The WFH team attributed hybrid workers’ higher salaries to the fact that they’re more likely to work in knowledge jobs that require a college or advanced degree that, by extension, pays more.
“Professional and managerial staff, who are some of the highest paid workers, are especially likely to be in hybrid roles because interacting with colleagues is valuable for them and their employers,” the report read. “Fully remote workers, by contrast, often perform specialized functions like IT support or payroll that require comparatively little interaction, and are less highly paid than managers, consultants, and lawyers. And that is probably why average earnings for the fully remote group are lower than for the hybrid group.”
It’s unclear if that makes hybrid work the chicken or the egg when it comes to salaries, but it does speak to a lot of the pressure white-collar and knowledge workers experienced for a large part of the year. Workers left jobs in droves as part of the Great Resignation, in search of opportunities that offered more flexibility and better benefits—hybrid work among the most attractive of lures.
That in turn created a mad dash for talent that fueled a hot job market where companies were willing to pay more and offer everything but the kitchen sink.

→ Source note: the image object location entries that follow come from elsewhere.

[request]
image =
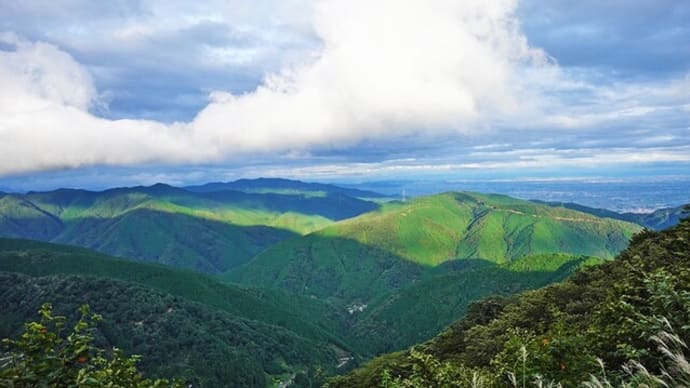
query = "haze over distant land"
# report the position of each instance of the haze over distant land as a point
(125, 93)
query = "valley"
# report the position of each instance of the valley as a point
(337, 276)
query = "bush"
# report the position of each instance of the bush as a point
(43, 357)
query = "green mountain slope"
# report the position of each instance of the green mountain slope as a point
(656, 220)
(282, 186)
(210, 231)
(421, 310)
(356, 260)
(206, 347)
(610, 311)
(274, 307)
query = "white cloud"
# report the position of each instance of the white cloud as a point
(385, 69)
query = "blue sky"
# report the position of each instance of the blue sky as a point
(126, 92)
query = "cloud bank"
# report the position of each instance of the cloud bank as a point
(334, 85)
(386, 69)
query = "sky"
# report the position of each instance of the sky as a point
(128, 92)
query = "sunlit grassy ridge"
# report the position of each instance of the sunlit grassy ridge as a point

That is, of course, until heightened recession fears forced them to clamp down.
Hybrid work has proven to be a boon nearly three years after the pandemic first hit, and for a large swath of American workers it’s bound to stick around. It even makes those on the outside looking in a little jealous. Hybrid work, for all its knocks and benefits, fits more squarely in the world of better work-life balance people are seeking post-pandemic—and you can add higher pay (and eggs) to the list as well.